Garden Grove, CA— Alkemist Labs is helping to educate on pesticide testing to help companies get proper results.

The company explained in a press release that <561> is the USP general chapter that encompasses articles of botanical origin, involving all botanicals in commerce. "It addresses a lot of topics, but in terms of pesticides lists 70 reportable compounds covering 121 individual analytes," Alkemist noted in the release. Alkemist conducts four assays using three different instruments to cover the entire USP Panel: one run each of UPLC-MS/MS, APGC-MS/MS, and two runs of GC-MS/MS.

But, Alkemist maintains, not all labs do this.
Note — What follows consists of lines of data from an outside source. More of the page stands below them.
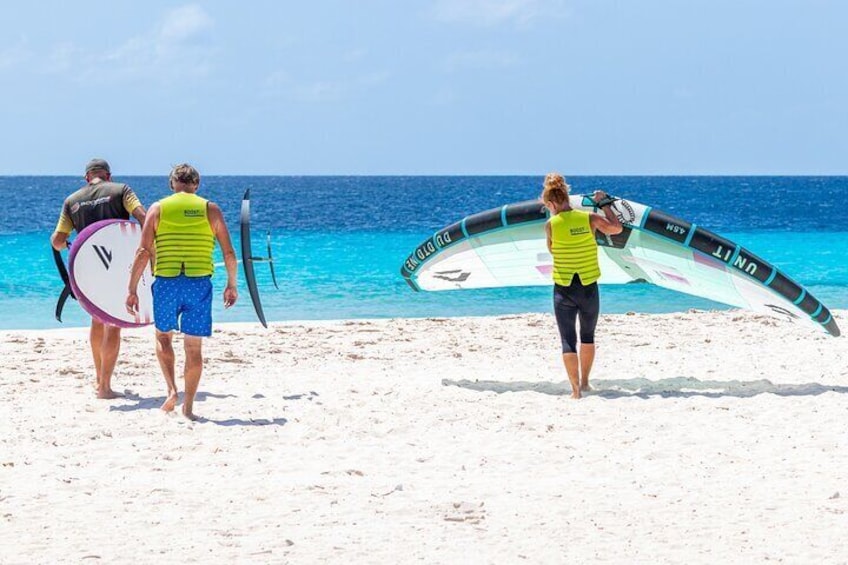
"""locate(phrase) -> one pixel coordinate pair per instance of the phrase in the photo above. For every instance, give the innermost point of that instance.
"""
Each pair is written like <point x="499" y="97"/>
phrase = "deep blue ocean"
<point x="338" y="242"/>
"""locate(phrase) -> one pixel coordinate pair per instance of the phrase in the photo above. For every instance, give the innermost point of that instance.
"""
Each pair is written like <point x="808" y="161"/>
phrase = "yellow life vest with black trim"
<point x="574" y="248"/>
<point x="184" y="238"/>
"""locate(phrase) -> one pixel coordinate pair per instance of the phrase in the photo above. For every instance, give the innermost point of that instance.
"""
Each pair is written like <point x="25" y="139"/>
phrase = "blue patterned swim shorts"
<point x="183" y="303"/>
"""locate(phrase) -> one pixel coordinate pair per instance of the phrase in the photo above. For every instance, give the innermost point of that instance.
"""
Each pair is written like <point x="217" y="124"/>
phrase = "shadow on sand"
<point x="675" y="387"/>
<point x="156" y="402"/>
<point x="136" y="402"/>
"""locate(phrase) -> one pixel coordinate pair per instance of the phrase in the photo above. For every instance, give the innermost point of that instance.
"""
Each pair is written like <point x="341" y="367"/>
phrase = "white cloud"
<point x="487" y="13"/>
<point x="183" y="24"/>
<point x="282" y="83"/>
<point x="485" y="60"/>
<point x="14" y="56"/>
<point x="178" y="45"/>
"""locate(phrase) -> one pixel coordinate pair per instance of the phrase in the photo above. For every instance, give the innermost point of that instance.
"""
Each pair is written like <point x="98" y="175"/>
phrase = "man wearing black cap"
<point x="99" y="199"/>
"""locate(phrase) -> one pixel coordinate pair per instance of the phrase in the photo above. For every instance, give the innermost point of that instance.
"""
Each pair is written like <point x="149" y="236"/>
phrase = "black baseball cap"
<point x="97" y="165"/>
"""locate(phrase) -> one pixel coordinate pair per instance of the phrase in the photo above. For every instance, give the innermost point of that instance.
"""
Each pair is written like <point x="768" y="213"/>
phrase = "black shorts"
<point x="570" y="302"/>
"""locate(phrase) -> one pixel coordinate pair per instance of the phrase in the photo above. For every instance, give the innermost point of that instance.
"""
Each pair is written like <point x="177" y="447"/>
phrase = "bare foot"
<point x="170" y="402"/>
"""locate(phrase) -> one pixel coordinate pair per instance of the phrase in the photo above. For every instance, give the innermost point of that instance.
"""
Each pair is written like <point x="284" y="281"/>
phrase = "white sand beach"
<point x="710" y="437"/>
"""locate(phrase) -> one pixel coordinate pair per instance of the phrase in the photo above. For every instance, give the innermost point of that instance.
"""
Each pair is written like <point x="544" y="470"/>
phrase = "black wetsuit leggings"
<point x="572" y="301"/>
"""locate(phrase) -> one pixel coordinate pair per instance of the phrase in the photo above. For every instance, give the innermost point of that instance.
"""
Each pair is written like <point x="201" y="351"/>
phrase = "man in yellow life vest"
<point x="179" y="236"/>
<point x="571" y="241"/>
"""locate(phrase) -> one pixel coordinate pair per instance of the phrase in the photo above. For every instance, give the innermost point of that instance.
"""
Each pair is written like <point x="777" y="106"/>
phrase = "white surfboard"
<point x="100" y="262"/>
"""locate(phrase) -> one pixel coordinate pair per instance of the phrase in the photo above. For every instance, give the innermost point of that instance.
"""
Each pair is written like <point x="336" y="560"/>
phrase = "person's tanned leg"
<point x="193" y="369"/>
<point x="95" y="339"/>
<point x="587" y="358"/>
<point x="109" y="348"/>
<point x="572" y="367"/>
<point x="165" y="354"/>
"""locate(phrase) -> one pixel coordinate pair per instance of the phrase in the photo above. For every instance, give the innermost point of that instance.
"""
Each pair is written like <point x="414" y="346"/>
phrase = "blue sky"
<point x="426" y="86"/>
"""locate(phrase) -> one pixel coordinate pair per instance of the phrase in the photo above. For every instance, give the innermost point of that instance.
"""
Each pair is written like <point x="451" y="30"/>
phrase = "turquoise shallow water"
<point x="339" y="256"/>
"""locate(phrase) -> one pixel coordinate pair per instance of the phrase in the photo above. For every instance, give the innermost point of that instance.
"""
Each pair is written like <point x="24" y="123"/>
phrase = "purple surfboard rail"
<point x="84" y="301"/>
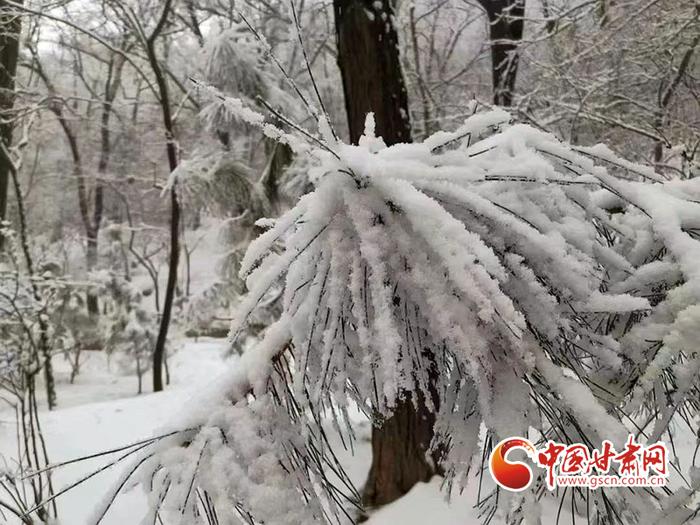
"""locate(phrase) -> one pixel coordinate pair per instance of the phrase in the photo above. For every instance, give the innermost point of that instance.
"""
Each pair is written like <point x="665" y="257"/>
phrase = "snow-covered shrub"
<point x="131" y="328"/>
<point x="520" y="284"/>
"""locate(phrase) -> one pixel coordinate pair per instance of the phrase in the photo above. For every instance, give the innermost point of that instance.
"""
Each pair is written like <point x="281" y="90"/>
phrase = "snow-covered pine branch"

“Ninety eight percent of the compounds tested for UPLC-MS/MS and the APGC-MS/MS; the other 2% requires two additional analytical runs,” explained Anthony Fontana, Ph.D., Lab Director at Alchemist. “What we have learned is that a lot of labs skip those, quite possibly because of the time and processing you need to run it. You are changing over the same instrument twice, each time to search for one more analyte, which can take half a day. Skipping these two runs only omits two analytes from an already lengthy report, so they may be easily overlooked.”

To ensure that testing is complete, Alkemist Labs offered some advice: carefully check pesticide testing reports to ensure that results include Inorganic bromide and Dithiocarbamates measured and reported as carbon disulfide (CS2).

If these compounds are omitted, Alkemist cautioned, then USP <561> pesticides testing is incomplete. And this is an issue. "From the reports Alkemist has seen, some C of A’s are transparent about the missing compounds, but others are not. Sometimes the cost to the manufacturer doubles if those two last analytes are added to the test run."

Another concern about pesticide testing

Use of the phrase “USP <561> modified.”

Alkemist explained: Use of “modified” in relation to USP usually means newer instrumentation or column technology is being used than described in the USP chapter.  "However, USP <561> is not a detailed analytical method, but rather a table of pesticides that must be tested to confirm they are below the listed thresholds. So showing USP <561>Modifiedon a report appears to indicate that some pesticides are not being tested for at all."

The problem: Depending upon how a company has set its specifications, it may be out of compliance with cGMPs. This, Alkemist notes, is a fundamental error. It could be caught in an audit if they have set a spec they are not testing to.

Consumer trust is an issue here as well. If a company says it does comprehensive pesticide testing but in reality does not, consumers will lose trust. Add to that the safety risk due to toxic pesticides that haven't been screened for.

Elan Sudberg, CEO of Alkemist Labs, weighed in. “I understand why some labs may use this practice, which would necessarily make testing more expensive, but it’s misleading. The industry has to be better than that.”